The journal eLife has published a study on p38α by Antonija Kuzmanic, an EU Marie Curie COFUND fellow who is undertaking postdoctoral training simultaneously in two IRB Barcelona labs—the Molecular Modelling and Bioinformatics Laboratory and the Signalling and Cell Cycle Laboratory. Collaborative research between the lab headed by Modesto Orozco and that led by Angel R. Nebreda, the latter an international authority on p38α, has provided an integrative picture of the p38α activation mechanism and new insights into the molecular effects of various molecules that regulate the enzymatic activity of the protein.
Using computational techniques, researchers have deciphered the key elements of the complex molecular mechanism underlying p38α activity.
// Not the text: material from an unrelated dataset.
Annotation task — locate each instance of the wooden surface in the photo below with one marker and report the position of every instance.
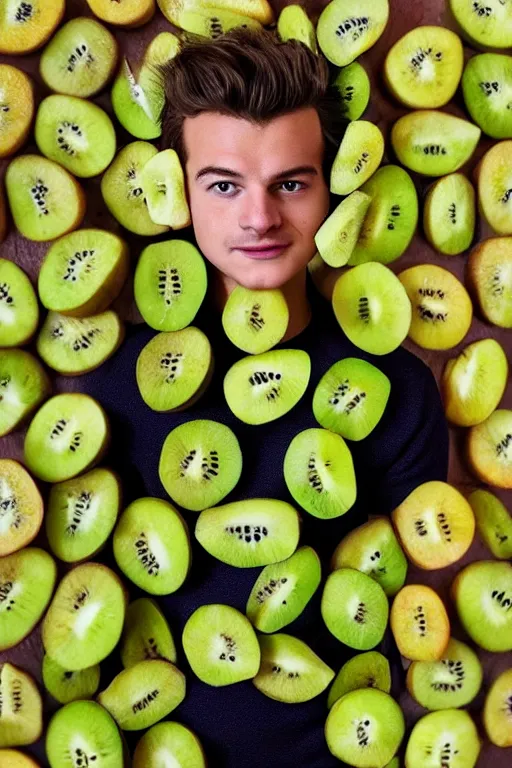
(383, 110)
This study describes the protein activation mechanism in unprecedented detail and reconciles the apparent contradictory results reported in previous structural studies. "Considering the importance of p38α for pathological processes, we hope the knowledge obtained in this study will help to target the protein with more specificity," stresses Antonija Kuzmanic, first author of the study.
Identifying new inhibitors
p38α has already been targeted for inflammatory diseases and some types of cancer; however, none of the drugs have yet made it to the market. "Our study reveals novel conformations of the protein, which could be used as a starting point in virtual screening studies aimed at uncovering new inhibitors," explains Kuzmanic. And she adds, "We were also able to highlight important electrostatic interactions, which may allow us to explore alternative activation pathways with increased specificity".
A computational biology approach
"We used only computational techniques. Mainly, we employed numerous molecular dynamics simulations combined with an advanced sampling technique called metadynamics," explains Kuzmanic. This combination has an advantage over standard molecular dynamics simulations, as it allows researchers to observe large conformational changes in a reasonable amount of computational time. She goes on to say, "we are able to add statistical significance to the conformations we observed in our simulations".